By November 2011 Ellis had already been in serious campaign mode. An election disclosure from June 2011 showed he raised $184,000 in the previous reporting period. Six months later, he reported pulling in another $163,000. During this time his campaign spent nearly $120,000 — $71,500 to his former campaign manager Kevin Ross, an attorney who also has been named in the ongoing DeKalb grand jury investigation but who has not been indicted.
In early 2012, Edmondson, a former restaurant franchise owner who runs a company training entrepreneurs, started making calls to potential donors.

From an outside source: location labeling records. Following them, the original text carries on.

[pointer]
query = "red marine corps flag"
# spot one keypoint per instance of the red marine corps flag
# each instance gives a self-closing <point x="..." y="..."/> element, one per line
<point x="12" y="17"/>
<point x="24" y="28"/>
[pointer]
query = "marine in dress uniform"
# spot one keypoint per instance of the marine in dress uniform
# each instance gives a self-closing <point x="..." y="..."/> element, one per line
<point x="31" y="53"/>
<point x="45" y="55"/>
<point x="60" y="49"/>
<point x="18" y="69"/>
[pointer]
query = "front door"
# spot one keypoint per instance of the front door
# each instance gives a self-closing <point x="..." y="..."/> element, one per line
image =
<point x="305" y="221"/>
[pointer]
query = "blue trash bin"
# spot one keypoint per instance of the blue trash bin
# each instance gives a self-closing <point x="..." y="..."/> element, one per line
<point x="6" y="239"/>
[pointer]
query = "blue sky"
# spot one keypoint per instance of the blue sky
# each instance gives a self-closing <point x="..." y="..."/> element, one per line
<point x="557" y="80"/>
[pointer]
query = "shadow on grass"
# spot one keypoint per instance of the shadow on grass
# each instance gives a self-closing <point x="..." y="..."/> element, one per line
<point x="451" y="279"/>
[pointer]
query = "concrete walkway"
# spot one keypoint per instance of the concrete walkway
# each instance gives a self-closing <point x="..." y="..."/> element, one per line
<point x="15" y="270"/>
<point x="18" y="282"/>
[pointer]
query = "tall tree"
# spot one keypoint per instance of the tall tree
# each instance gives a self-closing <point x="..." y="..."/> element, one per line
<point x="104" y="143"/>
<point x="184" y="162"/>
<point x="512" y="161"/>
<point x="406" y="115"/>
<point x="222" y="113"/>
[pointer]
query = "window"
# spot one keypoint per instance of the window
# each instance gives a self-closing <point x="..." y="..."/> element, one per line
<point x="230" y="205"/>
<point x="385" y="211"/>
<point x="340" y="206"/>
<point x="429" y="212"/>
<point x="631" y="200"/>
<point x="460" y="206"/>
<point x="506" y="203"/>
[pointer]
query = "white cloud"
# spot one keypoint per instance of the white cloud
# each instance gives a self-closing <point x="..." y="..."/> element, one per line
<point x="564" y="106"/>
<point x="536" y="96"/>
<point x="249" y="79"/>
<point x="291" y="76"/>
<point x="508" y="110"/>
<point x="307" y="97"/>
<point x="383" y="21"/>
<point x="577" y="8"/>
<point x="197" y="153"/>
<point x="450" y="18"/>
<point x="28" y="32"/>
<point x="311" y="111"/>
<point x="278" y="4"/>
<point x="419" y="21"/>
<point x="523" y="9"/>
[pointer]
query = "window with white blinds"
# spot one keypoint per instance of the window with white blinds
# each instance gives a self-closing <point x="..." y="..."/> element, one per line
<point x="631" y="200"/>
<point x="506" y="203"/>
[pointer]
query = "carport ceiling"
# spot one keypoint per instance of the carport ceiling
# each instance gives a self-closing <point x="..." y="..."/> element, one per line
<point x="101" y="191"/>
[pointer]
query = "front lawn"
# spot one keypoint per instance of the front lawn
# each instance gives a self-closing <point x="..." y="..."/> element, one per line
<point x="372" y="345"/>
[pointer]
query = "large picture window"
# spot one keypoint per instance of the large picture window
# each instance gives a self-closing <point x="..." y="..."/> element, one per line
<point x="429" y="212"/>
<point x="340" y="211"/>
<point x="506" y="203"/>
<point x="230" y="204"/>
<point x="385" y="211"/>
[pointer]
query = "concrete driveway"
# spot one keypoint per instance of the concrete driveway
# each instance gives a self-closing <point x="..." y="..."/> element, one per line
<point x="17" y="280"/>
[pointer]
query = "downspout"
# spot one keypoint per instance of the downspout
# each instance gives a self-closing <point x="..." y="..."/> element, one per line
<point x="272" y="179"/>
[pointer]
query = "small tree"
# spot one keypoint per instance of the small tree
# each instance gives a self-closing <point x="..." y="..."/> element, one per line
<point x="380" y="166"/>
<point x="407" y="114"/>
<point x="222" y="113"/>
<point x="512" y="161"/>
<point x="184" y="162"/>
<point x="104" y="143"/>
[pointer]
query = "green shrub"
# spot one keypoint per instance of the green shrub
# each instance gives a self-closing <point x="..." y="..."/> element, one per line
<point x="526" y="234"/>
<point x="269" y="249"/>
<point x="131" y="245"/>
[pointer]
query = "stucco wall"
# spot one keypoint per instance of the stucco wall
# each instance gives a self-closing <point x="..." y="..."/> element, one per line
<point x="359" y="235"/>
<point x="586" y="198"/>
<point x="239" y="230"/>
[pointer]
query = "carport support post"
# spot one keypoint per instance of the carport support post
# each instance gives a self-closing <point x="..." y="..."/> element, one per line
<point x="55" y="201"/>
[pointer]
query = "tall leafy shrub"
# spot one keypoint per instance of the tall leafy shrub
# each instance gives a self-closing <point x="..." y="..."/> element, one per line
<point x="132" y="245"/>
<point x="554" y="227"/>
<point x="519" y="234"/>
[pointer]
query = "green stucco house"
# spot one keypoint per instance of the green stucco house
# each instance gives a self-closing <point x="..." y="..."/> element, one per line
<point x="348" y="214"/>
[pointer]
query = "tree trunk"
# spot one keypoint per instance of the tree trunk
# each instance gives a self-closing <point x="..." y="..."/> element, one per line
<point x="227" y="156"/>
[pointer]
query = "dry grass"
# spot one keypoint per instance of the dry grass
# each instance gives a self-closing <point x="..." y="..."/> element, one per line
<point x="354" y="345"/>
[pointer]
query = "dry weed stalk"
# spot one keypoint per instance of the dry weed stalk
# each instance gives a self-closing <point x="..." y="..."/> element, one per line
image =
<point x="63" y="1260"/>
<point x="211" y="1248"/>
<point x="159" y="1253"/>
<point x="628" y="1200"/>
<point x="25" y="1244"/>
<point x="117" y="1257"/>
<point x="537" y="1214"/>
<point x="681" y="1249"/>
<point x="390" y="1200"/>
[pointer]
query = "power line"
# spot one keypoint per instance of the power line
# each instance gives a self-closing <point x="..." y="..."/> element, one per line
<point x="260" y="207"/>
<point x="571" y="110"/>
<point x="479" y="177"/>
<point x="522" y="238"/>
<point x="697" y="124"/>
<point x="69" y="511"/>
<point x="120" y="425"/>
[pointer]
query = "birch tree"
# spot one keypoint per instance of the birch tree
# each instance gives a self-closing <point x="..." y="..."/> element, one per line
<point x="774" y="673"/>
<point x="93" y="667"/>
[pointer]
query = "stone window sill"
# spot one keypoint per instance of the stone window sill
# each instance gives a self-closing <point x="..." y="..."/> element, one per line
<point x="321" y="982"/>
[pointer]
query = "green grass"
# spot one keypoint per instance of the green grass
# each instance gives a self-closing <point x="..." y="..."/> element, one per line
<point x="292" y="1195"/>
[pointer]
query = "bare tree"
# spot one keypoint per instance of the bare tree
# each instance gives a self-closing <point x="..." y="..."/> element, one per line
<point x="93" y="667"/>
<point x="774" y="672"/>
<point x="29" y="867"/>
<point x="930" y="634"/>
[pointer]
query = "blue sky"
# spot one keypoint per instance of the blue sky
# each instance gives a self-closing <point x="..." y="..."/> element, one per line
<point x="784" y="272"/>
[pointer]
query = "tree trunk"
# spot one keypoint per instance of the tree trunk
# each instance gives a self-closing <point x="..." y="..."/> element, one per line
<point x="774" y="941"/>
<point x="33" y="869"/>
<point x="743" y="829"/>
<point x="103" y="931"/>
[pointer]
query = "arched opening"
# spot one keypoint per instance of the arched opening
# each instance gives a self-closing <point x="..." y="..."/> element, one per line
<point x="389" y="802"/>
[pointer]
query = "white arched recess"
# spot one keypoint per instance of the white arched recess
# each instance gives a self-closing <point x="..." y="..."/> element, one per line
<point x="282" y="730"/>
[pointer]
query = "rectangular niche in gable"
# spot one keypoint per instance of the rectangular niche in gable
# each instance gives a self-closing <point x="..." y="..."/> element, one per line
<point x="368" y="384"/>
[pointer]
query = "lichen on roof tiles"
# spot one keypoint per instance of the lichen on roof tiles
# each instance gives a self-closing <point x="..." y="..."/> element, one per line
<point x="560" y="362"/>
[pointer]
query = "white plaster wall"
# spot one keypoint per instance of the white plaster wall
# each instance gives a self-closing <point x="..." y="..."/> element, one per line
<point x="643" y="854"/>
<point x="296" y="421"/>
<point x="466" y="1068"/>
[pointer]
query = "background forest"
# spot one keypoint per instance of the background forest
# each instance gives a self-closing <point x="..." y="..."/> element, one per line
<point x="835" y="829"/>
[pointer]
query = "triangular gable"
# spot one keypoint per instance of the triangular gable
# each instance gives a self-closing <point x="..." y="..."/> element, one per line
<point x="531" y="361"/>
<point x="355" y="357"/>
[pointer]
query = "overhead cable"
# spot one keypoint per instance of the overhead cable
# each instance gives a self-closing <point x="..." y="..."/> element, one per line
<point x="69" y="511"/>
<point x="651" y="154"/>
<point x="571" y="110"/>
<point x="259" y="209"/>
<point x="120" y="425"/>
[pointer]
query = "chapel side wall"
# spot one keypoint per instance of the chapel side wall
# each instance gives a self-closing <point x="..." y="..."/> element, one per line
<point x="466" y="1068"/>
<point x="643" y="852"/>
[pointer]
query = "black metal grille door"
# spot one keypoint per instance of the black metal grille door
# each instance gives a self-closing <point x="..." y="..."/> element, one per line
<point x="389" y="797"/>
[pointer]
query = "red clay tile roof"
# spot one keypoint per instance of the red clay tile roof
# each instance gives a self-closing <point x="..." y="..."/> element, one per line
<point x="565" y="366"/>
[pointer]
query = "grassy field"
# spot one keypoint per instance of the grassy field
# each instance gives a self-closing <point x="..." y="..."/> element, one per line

He raised $117,000 in the first three months, although more than half was money he loaned his campaign.
Ellis’ campaign started reaching out to potential contributors, who were a who’s who of business and political leaders, as well as contractors — nothing surprising for a sitting public official. But the indictment states the CEO started using heavy-handed, illegal tactics.
In late February 2012, as Ellis and county commissioners wrestled over the county’s budget, he allegedly threatened to end a technology company’s contract with the county for not contributing.
In late June 2012, with the primary election a month away, Ellis allegedly threatened to end another contractor’s county business after the business owners declined to contribute. During that time, commissioners had moved to end Ellis’ plans to build a Soapbox Derby track. Ellis had recently been called before an ongoing grand jury. He went before the panel without an attorney, later telling the media he had nothing to hide.
In July 2012, Ellis handily won the primary. A second term was virtually assured, but prosecutors allege Ellis was not done with his illegal campaign. Between Sept. 27 and Oct. 1, he allegedly told Walton to bar from further county work the owners of two companies who declined to donate.
That week, The National Association of Minority Contractors’ Georgia chapter honored Ellis for his record of helping minority contractors receive a fair shot at earning government contracts.